Die dynamisierten und dynamisierenden Beschreibungen sprengen jedoch die Rede vom Gemälde. Allein ein Wechsel der Perspektiven auf einen statischen Gegenstand könnte noch mit der Malerei des Kubismus verglichen werden (die es selbstredend zur Zeit der Niederschrift von Krieg und Frieden ebenso wenig gab wie den Film). Doch schon Köppen weist darauf hin, dass das Ausschlaggebende weniger der Wechsel der Perspektive, als der Wechsel der Distanz ist:

Tolstois Schlachtendarstellungen sind ein Paradebeispiel dessen, was als vorfilmisches Schreiben verstanden wird: ein Effekt, der sich einer multiperspektivisch angelegten Geschehensvergegenwärtigung verdankt, die nicht nur auf einem Wechsel der Standpunkte, sondern vor allem auf dem Wechsel von Distanz und Nähe, in filmischer Erzählkonvention: der Einstellungsgrößen, beruht.[5]

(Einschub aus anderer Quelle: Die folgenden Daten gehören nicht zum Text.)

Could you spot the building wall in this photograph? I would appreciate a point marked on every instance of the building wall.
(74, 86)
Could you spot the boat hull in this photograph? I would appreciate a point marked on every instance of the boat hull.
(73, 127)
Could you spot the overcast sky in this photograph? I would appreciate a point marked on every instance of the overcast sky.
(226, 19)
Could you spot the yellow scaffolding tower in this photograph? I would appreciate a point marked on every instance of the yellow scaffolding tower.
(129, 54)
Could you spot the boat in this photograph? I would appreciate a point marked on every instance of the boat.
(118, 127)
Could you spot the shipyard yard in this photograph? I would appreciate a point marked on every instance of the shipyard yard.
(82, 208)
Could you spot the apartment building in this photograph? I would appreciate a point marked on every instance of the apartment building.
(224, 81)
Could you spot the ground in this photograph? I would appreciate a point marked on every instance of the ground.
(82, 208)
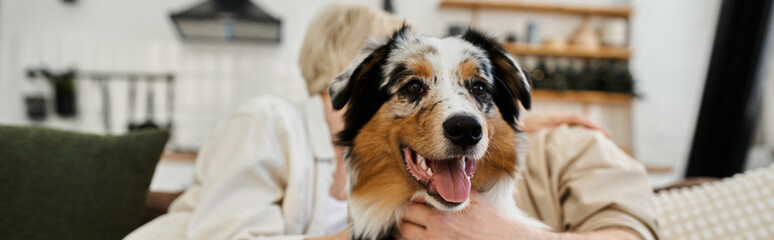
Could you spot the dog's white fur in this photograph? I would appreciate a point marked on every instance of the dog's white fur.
(369, 222)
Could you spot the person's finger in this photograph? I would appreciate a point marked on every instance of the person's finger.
(417, 214)
(411, 231)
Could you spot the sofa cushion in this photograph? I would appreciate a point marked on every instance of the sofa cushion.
(64, 185)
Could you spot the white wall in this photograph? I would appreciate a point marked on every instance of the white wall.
(671, 41)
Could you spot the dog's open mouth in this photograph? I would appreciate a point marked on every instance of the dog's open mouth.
(447, 180)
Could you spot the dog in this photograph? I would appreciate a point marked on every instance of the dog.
(431, 118)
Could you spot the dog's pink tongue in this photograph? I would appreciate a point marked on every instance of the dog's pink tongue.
(450, 180)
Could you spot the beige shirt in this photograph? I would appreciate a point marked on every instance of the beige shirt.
(576, 179)
(265, 173)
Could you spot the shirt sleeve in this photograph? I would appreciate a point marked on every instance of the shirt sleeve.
(578, 180)
(240, 181)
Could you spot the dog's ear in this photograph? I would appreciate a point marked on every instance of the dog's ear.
(366, 65)
(362, 85)
(510, 81)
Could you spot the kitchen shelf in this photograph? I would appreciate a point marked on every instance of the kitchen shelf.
(583, 96)
(612, 11)
(569, 51)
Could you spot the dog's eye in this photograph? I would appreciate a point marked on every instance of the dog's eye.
(478, 89)
(414, 87)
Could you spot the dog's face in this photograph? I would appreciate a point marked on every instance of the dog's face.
(422, 115)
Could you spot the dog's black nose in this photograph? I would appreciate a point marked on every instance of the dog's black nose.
(462, 130)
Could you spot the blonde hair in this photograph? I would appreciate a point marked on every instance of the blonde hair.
(334, 38)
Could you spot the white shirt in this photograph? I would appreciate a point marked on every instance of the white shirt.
(263, 173)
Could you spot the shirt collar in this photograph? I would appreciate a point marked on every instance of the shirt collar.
(317, 128)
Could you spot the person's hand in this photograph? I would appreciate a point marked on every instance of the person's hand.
(480, 220)
(345, 234)
(533, 122)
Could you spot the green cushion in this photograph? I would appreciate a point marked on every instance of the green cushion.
(64, 185)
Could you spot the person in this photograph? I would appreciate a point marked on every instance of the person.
(271, 170)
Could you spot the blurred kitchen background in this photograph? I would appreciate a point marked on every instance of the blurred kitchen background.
(637, 67)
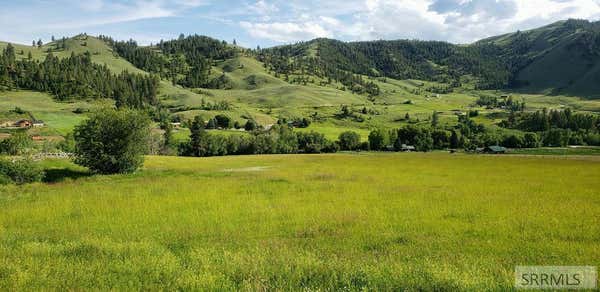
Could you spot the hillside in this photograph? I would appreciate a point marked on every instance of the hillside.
(561, 58)
(385, 84)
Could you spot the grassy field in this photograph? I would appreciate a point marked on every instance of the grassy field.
(346, 221)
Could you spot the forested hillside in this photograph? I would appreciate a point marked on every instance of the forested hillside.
(562, 58)
(75, 77)
(186, 61)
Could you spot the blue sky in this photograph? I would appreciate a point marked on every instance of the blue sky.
(272, 22)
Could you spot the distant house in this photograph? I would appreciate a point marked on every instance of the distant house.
(407, 148)
(494, 150)
(24, 124)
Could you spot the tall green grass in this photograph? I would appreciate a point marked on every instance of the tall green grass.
(329, 222)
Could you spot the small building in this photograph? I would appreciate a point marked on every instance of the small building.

Film hat jedoch auch einen Nachteil, den Alexander Kluge so benennt: „Die Kamera nimmt immer zuviel auf.“[6] In der literarischen Beschreibung hat jede beschreibende Person einen bestimmten Fokus, nimmt dementsprechend nur bestimmte Dinge wahr; alle anderen (die von der Kamera zwangsläufig auch aufgenommen werden würden) kommen in der Schilderung nicht vor. In der literarischen Beschreibung ist es daher einfacher, die Intentionen der Sprechenden durch die Beschreibung zu vermitteln.

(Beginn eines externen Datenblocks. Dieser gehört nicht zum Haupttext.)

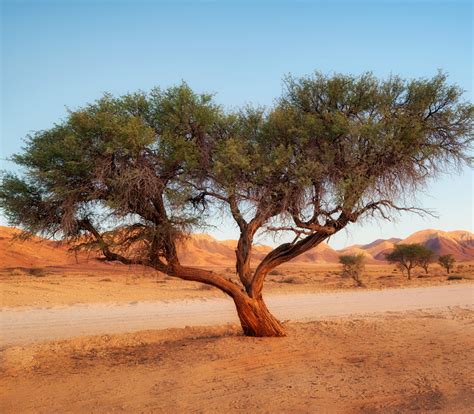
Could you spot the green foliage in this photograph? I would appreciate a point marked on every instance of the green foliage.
(447, 261)
(409, 256)
(352, 266)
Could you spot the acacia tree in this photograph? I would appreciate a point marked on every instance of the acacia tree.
(409, 256)
(426, 258)
(131, 176)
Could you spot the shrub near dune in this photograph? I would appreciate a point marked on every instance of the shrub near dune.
(131, 176)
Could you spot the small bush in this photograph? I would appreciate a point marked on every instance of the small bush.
(453, 277)
(352, 266)
(37, 272)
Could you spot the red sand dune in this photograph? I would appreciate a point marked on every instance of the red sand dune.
(204, 250)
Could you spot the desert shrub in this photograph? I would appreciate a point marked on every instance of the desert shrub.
(352, 266)
(37, 272)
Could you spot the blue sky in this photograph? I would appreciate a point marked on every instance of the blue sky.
(58, 54)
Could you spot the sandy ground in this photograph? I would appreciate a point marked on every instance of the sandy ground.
(112, 282)
(396, 362)
(34, 324)
(416, 362)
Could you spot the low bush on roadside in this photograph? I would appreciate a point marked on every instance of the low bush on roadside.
(37, 272)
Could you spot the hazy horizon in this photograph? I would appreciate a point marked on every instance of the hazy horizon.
(57, 55)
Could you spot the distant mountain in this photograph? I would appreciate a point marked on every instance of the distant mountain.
(374, 251)
(459, 243)
(204, 250)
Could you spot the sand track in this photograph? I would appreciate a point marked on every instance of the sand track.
(28, 325)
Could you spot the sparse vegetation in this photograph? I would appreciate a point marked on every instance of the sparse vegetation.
(447, 262)
(131, 176)
(352, 266)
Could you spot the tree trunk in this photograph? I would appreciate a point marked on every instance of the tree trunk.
(256, 319)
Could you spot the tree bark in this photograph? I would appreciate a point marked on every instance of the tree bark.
(256, 319)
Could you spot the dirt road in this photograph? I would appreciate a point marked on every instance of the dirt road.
(29, 325)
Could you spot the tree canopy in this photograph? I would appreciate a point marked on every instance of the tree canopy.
(132, 175)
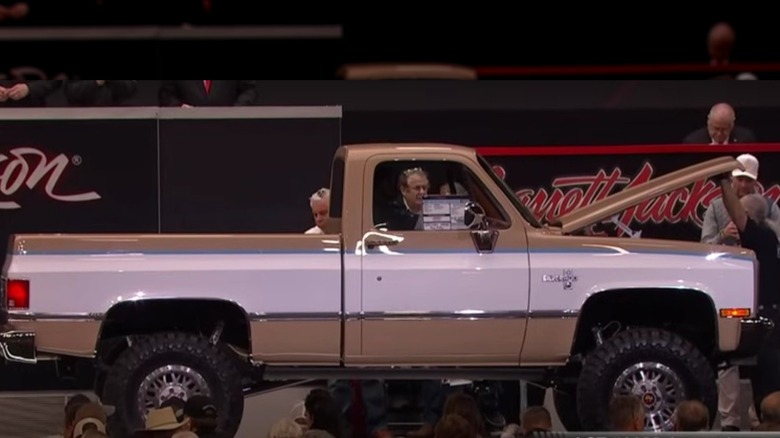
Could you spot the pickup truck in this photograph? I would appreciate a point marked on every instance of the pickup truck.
(471, 286)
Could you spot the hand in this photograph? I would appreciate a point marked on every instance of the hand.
(19, 10)
(726, 176)
(19, 91)
(730, 231)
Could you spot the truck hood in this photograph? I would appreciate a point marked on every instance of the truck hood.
(618, 202)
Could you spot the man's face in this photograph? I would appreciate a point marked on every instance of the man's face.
(319, 209)
(415, 189)
(743, 185)
(719, 129)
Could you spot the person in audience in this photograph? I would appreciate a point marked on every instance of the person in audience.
(72, 407)
(90, 416)
(464, 406)
(691, 416)
(322, 413)
(626, 414)
(535, 419)
(770, 409)
(319, 202)
(188, 94)
(720, 44)
(454, 426)
(758, 234)
(162, 423)
(27, 94)
(721, 128)
(98, 92)
(201, 413)
(285, 428)
(718, 228)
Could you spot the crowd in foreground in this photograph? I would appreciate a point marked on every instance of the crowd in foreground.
(323, 418)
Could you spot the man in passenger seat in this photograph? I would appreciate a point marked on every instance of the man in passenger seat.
(406, 211)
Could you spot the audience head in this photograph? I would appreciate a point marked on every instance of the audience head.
(536, 418)
(466, 407)
(320, 206)
(323, 413)
(626, 414)
(162, 423)
(720, 43)
(90, 416)
(770, 408)
(285, 428)
(691, 416)
(454, 426)
(720, 122)
(201, 413)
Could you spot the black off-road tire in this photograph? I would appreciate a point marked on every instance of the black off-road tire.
(215, 363)
(617, 354)
(565, 401)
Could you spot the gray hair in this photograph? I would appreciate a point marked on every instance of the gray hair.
(319, 195)
(285, 428)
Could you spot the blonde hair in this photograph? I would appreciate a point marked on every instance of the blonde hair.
(285, 428)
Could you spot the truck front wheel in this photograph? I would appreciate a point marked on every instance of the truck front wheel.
(163, 365)
(659, 366)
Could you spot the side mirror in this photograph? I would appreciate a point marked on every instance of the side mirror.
(474, 216)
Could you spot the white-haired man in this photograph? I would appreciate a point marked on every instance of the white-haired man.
(721, 128)
(718, 228)
(319, 202)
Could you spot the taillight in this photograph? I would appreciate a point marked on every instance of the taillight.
(17, 294)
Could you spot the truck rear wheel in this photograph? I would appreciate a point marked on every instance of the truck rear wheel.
(659, 366)
(163, 365)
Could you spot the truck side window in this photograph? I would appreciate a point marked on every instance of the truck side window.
(400, 187)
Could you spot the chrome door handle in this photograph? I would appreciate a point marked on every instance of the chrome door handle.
(373, 243)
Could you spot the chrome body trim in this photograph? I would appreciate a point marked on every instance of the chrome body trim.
(41, 316)
(384, 316)
(18, 346)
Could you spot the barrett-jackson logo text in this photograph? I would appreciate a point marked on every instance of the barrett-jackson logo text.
(686, 204)
(29, 167)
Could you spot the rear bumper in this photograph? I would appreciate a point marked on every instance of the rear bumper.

Diese Spezifik der einzelnen Perspektiven erinnert an Bachtins Ausführungen zur Redevielfalt im dialogischen Roman:

[A]lle Sprachen der Redevielfalt stehen, welches Prinzip ihrer Abgrenzung zugrunde liegen mag, für spezifische Sichten der Welt, für eigentümliche Formen der verbalen Sinngebung, besondere Horizonte der Sachbedeutung und Wertung. [7]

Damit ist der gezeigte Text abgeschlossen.